Urs Fischer’s “Big Clay #4” rises in Midtown (photo by twi-ny/mdr)

Seagram Building
375 Park Ave. between 52nd & 53rd Sts.
Through September 1, free
www.gagosian.com
big clay #4 slideshow

Four years ago, Zurich-born, New York-based artist Urs Fischer installed “Untitled (Lamp/Bear),” a twenty-three-foot-tall, nearly twenty-ton cuddly yellow teddy bear wearing a working lamp for a hat on the plaza in front of Mies van der Rohe’s Seagram Building on Park Ave.; the piece sold at auction that summer for more than $6.8 million. Fischer has now returned to that triumphant location with “Big Clay #4,” a forty-two-and-a-half-foot-tall aluminum sculpture of a piece of squeezed clay, complete with the artist’s fingerprints.
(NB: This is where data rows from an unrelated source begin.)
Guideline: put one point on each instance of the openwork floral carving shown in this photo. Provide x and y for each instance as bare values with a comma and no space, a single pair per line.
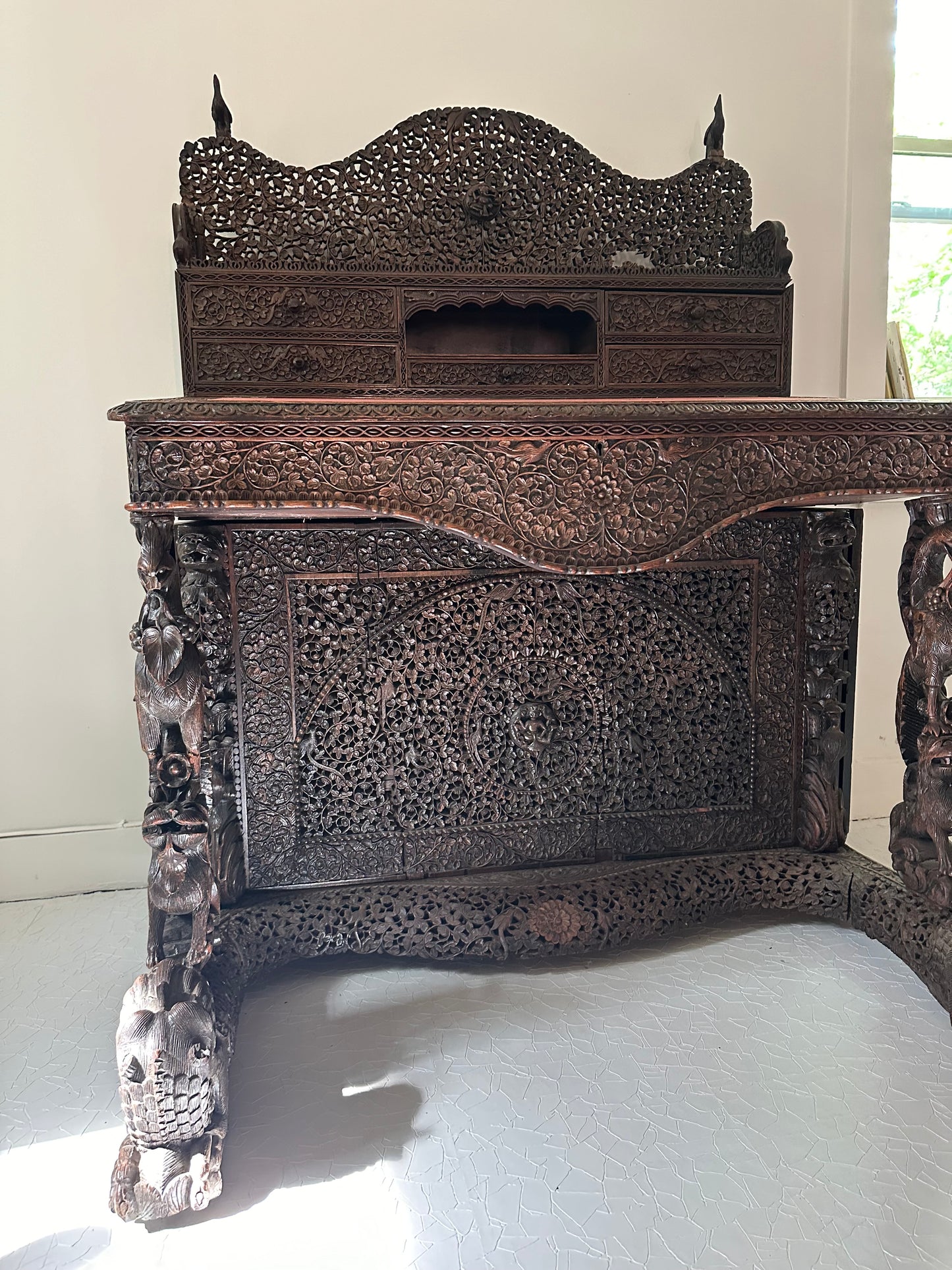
435,730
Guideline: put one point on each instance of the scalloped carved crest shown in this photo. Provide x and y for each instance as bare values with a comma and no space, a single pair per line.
467,190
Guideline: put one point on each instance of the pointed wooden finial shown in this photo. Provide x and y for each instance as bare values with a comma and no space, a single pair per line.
221,115
714,138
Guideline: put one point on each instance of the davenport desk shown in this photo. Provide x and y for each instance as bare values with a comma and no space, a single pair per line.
497,597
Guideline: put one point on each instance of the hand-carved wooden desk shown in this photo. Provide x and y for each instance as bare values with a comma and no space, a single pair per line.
497,654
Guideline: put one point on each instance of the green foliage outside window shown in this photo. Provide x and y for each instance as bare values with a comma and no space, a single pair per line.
922,304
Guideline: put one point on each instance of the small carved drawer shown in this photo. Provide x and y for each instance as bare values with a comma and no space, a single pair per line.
223,306
642,314
293,366
475,374
696,368
413,704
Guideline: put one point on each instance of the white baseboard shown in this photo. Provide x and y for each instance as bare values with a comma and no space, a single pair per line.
38,865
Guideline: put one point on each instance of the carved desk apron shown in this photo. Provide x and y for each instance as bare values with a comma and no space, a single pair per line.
490,602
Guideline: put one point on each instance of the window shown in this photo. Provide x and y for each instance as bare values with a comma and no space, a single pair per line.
920,239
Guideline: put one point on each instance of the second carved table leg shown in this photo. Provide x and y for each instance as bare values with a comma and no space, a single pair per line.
920,824
172,1054
831,606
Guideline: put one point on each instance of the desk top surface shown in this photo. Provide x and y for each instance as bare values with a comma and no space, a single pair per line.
409,408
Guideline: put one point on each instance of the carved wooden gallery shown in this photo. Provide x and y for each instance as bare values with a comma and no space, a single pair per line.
494,602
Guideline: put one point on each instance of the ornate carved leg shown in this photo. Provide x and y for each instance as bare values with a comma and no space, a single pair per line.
172,1054
922,822
831,606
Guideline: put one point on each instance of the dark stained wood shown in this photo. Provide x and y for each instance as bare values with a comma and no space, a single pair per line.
431,596
361,276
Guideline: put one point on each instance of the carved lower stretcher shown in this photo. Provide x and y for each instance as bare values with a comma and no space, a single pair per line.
459,639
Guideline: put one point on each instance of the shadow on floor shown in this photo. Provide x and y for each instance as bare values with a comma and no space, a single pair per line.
59,1250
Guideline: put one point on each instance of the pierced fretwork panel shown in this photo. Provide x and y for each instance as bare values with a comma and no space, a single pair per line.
415,705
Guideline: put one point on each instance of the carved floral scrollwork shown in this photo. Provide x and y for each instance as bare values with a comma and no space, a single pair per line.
602,504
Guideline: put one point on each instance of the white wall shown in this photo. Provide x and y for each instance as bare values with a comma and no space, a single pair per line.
99,98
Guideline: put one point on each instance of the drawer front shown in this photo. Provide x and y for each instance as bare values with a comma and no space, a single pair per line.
694,367
665,314
242,306
301,366
471,374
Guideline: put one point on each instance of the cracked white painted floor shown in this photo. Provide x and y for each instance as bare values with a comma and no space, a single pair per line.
762,1095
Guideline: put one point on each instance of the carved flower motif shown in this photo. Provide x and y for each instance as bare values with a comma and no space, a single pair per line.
173,771
555,921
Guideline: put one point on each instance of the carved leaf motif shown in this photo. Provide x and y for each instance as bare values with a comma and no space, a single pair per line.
161,650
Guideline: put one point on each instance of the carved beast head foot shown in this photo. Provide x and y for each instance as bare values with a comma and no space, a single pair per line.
168,1057
152,1185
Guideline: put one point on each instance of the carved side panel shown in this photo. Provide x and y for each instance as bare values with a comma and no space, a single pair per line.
186,704
415,705
922,822
831,612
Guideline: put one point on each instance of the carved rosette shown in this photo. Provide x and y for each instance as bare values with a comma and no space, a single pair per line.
831,610
920,824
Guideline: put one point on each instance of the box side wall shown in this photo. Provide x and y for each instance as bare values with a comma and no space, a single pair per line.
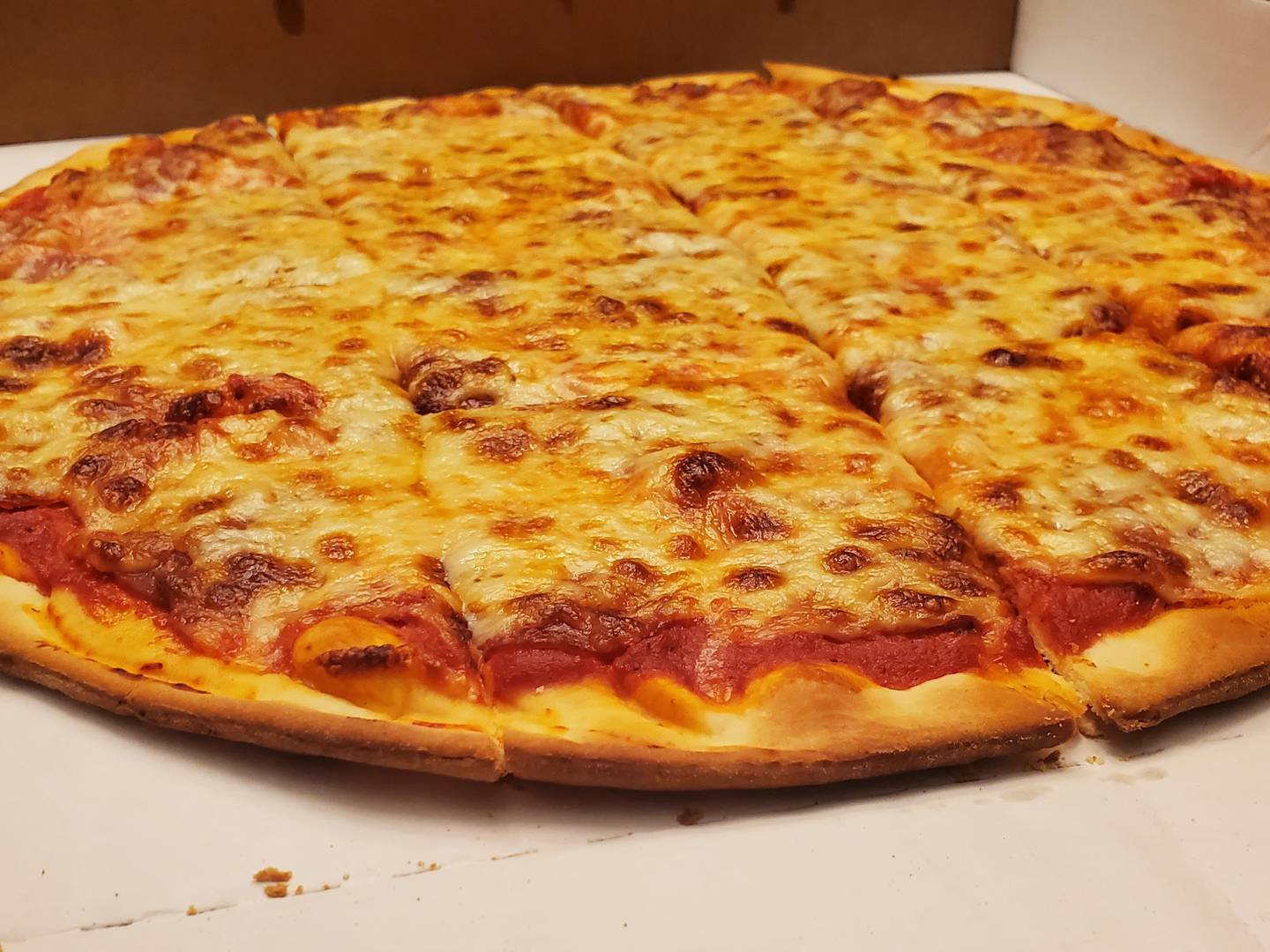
78,69
1197,71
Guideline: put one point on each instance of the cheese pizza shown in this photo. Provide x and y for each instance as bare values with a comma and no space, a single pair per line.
698,433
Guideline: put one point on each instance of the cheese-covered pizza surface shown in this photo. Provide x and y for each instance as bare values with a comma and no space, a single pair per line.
709,432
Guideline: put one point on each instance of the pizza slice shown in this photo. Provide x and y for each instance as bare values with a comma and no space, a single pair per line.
1120,494
190,211
1180,240
224,551
701,608
689,605
280,537
1124,545
185,492
878,263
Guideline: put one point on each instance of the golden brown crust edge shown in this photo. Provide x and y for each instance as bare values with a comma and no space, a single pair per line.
1183,659
845,733
661,768
992,720
452,752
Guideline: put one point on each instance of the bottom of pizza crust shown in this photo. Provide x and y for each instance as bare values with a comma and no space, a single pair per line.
1181,659
52,641
810,725
796,726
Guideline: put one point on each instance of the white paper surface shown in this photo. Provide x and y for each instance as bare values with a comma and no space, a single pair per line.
1195,71
111,829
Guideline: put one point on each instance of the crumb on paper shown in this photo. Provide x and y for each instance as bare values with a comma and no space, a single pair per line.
1050,762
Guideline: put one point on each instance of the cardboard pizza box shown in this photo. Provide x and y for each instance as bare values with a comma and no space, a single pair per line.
118,837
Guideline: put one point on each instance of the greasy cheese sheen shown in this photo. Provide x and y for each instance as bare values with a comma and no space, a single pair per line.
1087,457
526,268
449,355
1181,244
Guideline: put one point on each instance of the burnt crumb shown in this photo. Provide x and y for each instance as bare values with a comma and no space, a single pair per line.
1002,357
26,352
360,660
605,403
911,600
755,579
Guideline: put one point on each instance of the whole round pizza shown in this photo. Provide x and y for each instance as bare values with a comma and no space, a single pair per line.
714,430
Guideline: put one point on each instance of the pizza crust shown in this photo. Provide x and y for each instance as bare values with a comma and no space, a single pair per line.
29,651
796,726
791,727
1183,659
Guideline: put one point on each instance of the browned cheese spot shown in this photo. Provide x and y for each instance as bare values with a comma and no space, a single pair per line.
504,446
1200,489
1001,494
703,472
34,353
337,547
684,547
753,579
914,602
634,570
526,527
845,560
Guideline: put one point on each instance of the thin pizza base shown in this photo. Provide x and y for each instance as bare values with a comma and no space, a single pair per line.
842,727
207,697
798,726
1183,659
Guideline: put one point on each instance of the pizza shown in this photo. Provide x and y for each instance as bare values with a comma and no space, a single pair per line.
1116,487
707,432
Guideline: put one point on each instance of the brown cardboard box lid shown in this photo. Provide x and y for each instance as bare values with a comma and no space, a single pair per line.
83,68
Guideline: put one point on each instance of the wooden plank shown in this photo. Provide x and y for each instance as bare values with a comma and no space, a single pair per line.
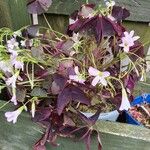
115,136
140,9
18,13
5,19
58,22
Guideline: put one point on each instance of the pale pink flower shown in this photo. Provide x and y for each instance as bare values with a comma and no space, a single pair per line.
87,12
12,43
111,17
100,77
110,3
12,116
13,52
128,40
12,80
78,77
23,43
13,99
125,104
16,63
6,66
33,109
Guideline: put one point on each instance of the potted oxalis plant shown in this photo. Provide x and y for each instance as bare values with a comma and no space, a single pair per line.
56,77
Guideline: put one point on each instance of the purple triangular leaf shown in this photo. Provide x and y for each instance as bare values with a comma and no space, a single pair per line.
87,139
42,114
60,80
120,13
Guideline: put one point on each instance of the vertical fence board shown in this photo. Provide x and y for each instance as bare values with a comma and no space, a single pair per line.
18,13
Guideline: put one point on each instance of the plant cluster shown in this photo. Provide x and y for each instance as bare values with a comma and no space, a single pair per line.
55,77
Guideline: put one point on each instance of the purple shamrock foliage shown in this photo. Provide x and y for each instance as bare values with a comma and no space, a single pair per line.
38,6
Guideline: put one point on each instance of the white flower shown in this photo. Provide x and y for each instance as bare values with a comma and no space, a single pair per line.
78,77
13,99
110,3
12,43
5,66
17,33
33,109
111,17
23,43
125,104
12,80
99,76
17,64
128,40
87,12
12,116
75,37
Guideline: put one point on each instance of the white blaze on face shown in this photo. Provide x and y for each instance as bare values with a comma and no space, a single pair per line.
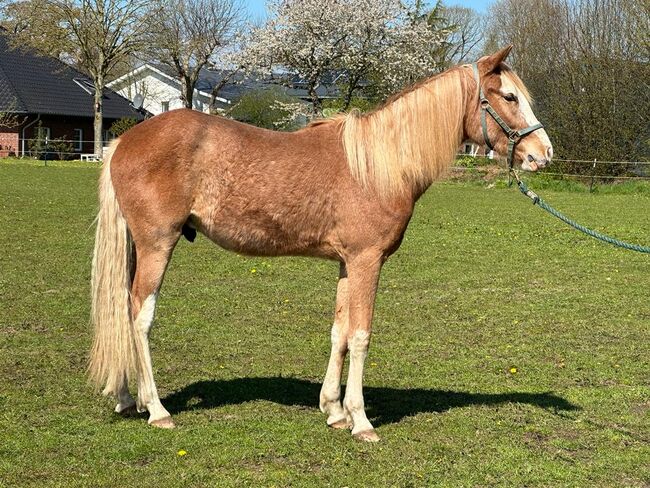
507,86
When the piece was being installed, a printout of plans left near construction materials on the plaza showed the ultimate sculpture (actually for “Big Clay #3”) in multiple colors, reminiscent of Jeff Koons’s “Play-Doh” from his recent Whitney retrospective. But alas, the colors were just to help identify which section went where; the final sculpture is plain silver, twisted metal rising like the Midtown skyscrapers surrounding it, though not quite as orderly. Fischer, who has worked with such materials as bread, wax, and vegetables, here goes back to the very source, a small lump of clay that he squeezed, scanned, digitally enlarged, and now has cast for all to see but not touch.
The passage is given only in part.